I think that second category should also include retirees who downsize from their empty nest SFH to a cheaper, smaller condo, which is something that I think happens way more than occasionally.
These people don't benefit so much from the high interest rates because they sell at high prices and buy at high prices too. Just check how much condos are going for in desirable areas in Florida.
A retiree with an empty nest SFH, looking at inflation and the rising cost of goods, and the future of living on a fixed income, might choose to cash out their equity with a HELC, use that to buy the smaller cheaper condo, and rent out their SFH instead. More work, but more money, and hey, you're retired, what else are you going to do?
> Ever-increasing housing prices is bad for people who own homes
On the contrary, ever-increasing housing prices have allowed generations of home-owners to reap immense amounts of tax-free income by borrowing against their real estate. For large parts of the population, having a job is not the way they make a living. Borrowing money is how they make a living, having a job and even a career is just the ticket they need to be able to borrow as much money as possible. In many countries the majority of the population make a living by borrowing, while only a few by working.

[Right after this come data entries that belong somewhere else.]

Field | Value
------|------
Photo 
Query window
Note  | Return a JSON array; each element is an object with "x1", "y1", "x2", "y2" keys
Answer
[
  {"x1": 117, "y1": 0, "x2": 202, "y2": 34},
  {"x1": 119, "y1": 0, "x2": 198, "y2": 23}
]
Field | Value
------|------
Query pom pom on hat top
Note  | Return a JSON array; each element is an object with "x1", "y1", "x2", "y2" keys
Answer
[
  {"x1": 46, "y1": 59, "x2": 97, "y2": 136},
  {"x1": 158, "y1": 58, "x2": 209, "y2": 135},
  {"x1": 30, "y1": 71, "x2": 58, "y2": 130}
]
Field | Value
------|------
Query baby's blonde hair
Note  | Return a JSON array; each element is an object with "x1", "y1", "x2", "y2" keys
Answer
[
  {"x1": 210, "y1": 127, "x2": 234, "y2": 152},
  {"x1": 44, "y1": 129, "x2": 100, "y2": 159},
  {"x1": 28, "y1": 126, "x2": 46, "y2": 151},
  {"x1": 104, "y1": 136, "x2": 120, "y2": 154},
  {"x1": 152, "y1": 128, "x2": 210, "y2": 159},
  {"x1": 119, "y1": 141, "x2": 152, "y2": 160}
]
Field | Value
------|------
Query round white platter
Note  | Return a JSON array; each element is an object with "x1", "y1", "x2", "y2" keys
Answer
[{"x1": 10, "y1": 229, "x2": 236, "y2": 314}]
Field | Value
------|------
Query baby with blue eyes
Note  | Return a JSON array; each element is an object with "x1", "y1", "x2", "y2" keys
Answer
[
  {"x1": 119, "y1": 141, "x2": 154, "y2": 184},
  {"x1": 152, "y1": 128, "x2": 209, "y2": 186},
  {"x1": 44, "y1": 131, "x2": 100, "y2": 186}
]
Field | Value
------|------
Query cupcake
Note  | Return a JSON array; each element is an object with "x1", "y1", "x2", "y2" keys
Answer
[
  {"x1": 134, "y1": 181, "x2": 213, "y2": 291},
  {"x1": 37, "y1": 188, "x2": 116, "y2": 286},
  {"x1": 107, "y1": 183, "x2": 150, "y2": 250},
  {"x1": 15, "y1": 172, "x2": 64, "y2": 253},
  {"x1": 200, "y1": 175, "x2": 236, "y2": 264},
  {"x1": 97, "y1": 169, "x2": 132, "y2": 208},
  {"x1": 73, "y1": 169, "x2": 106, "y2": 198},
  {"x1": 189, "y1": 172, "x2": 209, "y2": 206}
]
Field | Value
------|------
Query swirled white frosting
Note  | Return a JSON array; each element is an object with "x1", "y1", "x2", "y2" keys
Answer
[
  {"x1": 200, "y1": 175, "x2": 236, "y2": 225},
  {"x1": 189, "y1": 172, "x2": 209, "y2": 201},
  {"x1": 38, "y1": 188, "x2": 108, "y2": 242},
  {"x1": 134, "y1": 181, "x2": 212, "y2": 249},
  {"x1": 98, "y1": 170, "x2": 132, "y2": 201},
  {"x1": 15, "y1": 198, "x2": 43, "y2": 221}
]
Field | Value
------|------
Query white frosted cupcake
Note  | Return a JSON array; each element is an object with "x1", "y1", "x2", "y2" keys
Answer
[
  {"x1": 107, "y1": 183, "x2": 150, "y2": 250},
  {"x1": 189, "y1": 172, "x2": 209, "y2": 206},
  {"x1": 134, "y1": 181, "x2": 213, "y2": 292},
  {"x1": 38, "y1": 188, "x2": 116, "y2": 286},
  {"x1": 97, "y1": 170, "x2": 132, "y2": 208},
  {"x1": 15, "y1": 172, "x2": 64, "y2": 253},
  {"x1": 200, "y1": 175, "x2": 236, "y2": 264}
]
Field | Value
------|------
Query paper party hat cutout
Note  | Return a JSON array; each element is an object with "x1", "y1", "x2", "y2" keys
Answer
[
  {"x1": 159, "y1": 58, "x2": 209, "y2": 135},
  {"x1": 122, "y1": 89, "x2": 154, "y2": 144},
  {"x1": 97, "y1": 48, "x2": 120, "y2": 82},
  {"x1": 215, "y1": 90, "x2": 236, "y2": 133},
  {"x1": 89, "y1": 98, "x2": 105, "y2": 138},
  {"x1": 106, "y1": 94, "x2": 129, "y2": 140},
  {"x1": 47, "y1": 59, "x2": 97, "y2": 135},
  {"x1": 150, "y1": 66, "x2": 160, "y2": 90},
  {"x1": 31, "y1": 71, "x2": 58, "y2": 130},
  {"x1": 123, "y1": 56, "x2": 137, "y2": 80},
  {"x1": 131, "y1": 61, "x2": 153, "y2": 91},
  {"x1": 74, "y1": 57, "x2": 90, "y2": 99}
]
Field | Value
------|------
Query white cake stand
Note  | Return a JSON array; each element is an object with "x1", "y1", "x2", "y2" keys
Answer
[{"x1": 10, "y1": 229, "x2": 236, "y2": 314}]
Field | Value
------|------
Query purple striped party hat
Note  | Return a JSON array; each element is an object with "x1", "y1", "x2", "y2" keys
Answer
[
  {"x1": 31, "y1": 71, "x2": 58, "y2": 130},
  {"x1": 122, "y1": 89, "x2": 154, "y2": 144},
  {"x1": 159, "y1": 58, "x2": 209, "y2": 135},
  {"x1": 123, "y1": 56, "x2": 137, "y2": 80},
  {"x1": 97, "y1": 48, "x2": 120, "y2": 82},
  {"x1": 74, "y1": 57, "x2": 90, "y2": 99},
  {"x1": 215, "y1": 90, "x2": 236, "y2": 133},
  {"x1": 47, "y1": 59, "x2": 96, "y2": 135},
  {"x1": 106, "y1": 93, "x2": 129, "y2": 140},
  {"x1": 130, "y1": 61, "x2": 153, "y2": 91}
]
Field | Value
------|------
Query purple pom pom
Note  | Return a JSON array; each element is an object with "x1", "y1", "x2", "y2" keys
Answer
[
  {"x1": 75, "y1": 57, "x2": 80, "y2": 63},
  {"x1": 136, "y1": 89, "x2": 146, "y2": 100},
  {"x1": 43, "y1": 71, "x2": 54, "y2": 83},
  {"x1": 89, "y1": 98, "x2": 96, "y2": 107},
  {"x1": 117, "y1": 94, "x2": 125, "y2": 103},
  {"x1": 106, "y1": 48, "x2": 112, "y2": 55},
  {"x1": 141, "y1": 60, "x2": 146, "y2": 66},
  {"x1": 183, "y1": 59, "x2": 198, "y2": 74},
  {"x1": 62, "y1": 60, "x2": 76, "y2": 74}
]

The only people who actually make a living by working are the idiots, and that's why they remain broke their entire lives and have nothing to give their children after they pass away. Usually they don't even have children.
This system works as long as there's more money to borrow to keep real estate value going up and more idiots born to work for a living. And when the jig is over, all debts of the real estate owners will be forgiven, while the rest will be sent off to die in some war.
GenAI is going to keep the economy good while interest rates stay high probably forever, meaning that housing availability won't actually drop significantly. We should not expect house prices to go down more than a trickle.
Does anyone else remember when the top upvoted HN comment on the leaked FTX balance sheet article was “I work in the crypto industry and FTX is going to be fine…”? Because I remember that.
Jokes aside, I would like a list of reasons why people could own homes build out of grunt work 100 years ago but cant today with all the truly marvelous technology.
Besides choking in the red tape stuff like: wood is expensive if you don't plant trees. Long ago people planted the trees (where the house was to be build) when the baby was born.
Unless the housing supply increases this will just be a temporary thing. As long as people are able to make their mortgage payments they typically won't sell their homes at a loss (even if their equity is negative). Some people will always be forced to sell due to life events and that's what will set current market comps. Since mortgage rates have recently spiked upwards people who need a mortgage to buy a home can afford less, so they either aren't buying or are buying a smaller/worse home than they would've previously.
But since most people aren't forced to sell, the available supply will shrink, which will push up prices eventually, until people can sell at a profit again. The rising rates also make it harder for developers to get loans, and lower prices make development projects riskier, compounding the supply problem.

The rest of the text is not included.